Channel 3 News obtained city inspections reports from the old courthouse. In a letter sent to Elyria city leaders on April 30, inspectors reported no serious issues. Elyria chief building official Phillip M. Lahetta reported:
The building while old is in relatively decent shape. Other than some water damage evidence there was no large visible sighting of mold or rodents. One major concern was that many windows had broken sash latches and missing or torn screens. This could allow for rodents to enter the building.
Probation Department supervisors have reported a few windows on the second and third floors have been screwed shut since the inspection, but nothing has been done with the visible cosmetic deterioration in other parts of the building.
The Elyria Health Department also reviewed the building. In their report, David Oakes, Environmental Health Director said:
With the exception of some water damage in rooms 104, 106, no issues were observed in the old courthouse that would be of concern to the health district.
Thirty-year county employee Julie Battistelli would vehemently disagree.
She has been concerned for her health for the past several years and has been diagnosed with some auto immune diseases including rheumatoid arthritis.
"I haven't gotten any better, and I know a lot of other people around here have had illness too that they just can't kick," she said.
Although her doctors can't say for sure her declining health is due to working inside the old courthouse, she believes the work environment has played a factor in it.
Security is another concern for the employees. The Probation Department deals with roughly 2000 felons countywide, ranging from drug offenders to convicted murderers.

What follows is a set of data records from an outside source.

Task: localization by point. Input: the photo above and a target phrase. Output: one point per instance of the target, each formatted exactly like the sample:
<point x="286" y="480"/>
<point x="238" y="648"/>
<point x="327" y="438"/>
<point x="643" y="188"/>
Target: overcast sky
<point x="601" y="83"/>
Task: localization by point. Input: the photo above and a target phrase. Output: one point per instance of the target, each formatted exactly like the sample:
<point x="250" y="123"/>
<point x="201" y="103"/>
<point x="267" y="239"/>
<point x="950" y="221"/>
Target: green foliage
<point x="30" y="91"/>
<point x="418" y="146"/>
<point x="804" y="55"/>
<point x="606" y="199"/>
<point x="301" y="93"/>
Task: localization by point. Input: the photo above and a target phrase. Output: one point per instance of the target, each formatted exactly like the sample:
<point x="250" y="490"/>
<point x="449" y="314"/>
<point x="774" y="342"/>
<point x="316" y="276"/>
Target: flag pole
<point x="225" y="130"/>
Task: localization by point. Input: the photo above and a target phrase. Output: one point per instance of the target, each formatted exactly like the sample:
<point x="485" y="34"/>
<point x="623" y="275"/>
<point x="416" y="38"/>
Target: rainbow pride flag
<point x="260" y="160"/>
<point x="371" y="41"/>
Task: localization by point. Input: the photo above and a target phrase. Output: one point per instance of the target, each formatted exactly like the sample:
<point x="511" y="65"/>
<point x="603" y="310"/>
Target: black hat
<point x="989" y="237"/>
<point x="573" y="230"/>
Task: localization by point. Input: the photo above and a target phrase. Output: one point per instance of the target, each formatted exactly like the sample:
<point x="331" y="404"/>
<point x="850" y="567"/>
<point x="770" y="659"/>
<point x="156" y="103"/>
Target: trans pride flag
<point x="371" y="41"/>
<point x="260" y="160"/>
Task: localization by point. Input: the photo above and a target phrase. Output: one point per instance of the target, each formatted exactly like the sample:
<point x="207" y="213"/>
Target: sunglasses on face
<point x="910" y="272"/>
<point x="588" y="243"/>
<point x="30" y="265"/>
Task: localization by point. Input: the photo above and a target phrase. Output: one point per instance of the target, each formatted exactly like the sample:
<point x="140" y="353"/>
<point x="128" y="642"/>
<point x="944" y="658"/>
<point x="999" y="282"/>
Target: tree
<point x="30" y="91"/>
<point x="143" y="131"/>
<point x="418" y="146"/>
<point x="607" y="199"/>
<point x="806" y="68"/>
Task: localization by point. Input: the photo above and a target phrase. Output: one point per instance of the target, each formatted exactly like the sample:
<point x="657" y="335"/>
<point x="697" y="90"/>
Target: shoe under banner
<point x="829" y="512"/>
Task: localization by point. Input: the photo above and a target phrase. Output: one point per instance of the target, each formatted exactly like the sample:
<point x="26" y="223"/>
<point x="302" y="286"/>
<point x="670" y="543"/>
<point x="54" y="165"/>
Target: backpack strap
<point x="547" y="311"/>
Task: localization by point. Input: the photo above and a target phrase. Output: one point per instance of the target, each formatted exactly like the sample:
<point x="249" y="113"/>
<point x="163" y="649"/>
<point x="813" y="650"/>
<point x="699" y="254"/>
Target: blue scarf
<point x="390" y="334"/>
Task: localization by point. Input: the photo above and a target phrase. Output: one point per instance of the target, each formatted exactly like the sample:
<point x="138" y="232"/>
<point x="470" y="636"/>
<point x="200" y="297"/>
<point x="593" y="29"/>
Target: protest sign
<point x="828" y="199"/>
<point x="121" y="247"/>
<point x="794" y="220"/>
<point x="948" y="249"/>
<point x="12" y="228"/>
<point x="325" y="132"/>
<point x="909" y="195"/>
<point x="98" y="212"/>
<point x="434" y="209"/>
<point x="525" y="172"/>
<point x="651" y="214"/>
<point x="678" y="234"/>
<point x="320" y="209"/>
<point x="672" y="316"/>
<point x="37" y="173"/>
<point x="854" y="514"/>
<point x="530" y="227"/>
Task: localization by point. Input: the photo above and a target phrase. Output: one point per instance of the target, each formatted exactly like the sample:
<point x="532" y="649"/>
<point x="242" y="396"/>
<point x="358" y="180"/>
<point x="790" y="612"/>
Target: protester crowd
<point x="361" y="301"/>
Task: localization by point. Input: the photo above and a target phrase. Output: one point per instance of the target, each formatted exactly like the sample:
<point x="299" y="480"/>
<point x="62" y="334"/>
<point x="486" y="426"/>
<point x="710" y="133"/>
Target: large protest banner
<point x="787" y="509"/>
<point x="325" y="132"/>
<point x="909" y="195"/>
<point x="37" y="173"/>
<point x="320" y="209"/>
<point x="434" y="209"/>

"We deal with the most high-profiled felons who are not in jail," said officer Brian Thomas. "The lack of security is alarming and if the average person came in here they'd ask 'Why are they doing business here on a day-to-day basis?' "
During the tour, a Channel 3 producer and photographer did not notice any sheriff's deputies, metal detectors or screening process throughout the entire the building.
"If something happens here and someone needs help, where is it coming from and how long will it take to get here?" veteran officer Anthony Zerbini asked. " I want to go home to my wife and kids every night, and it's something I think about every day."
Cordilla Simpson, who is wheelchair bound, just wrapped up her year of probation visits to the old courthouse. The disabled woman complained how difficult it was just getting inside the building.
She said the door was so rusted that someone had to kick it open for her. Once inside, she got stuck on a broken elevator for a half hour.
"It was pretty aggravating. I started crying and became hysterical because I didn't know what was going on," she said. "The building isn't really accessible for handicapped people."
Politics seems to be rearing its ugly head. Three county commissioners have three separate ideas as to what should be the next to move.
"If we go to the Justice Center, we will have a true hall of justice," said Commissioner Tom Williams. "It's a huge political issue, and we need to try to get one more commissioner to support it."
Commissioner Ted Kalo wants the department to sit tight while a better option is explored.
Commissioner Lori Kokoski's vision is to have the unit in their own free-standing building along Broad Street.
In a recent commissioners' meeting, Lorain County common pleas judges came out in full force and voiced their opinions and urged the panel to get the probation department some immediate help.
"People should be out of that building because it's an old courthouse that's not usable," Judge John Miraldi said. "We are asking them to work in deplorable conditions, and we invited them to our office and then they go back to work in that pit. It's just not right".
Others addressed the commissioners and invited them to visit the building for themselves.
"I'm appalled and ashamed of myself that I didn't walk across sooner," confessed Judge Jim Miraldi. "What I saw over there wouldn't be good enough for a probation department in a third world country."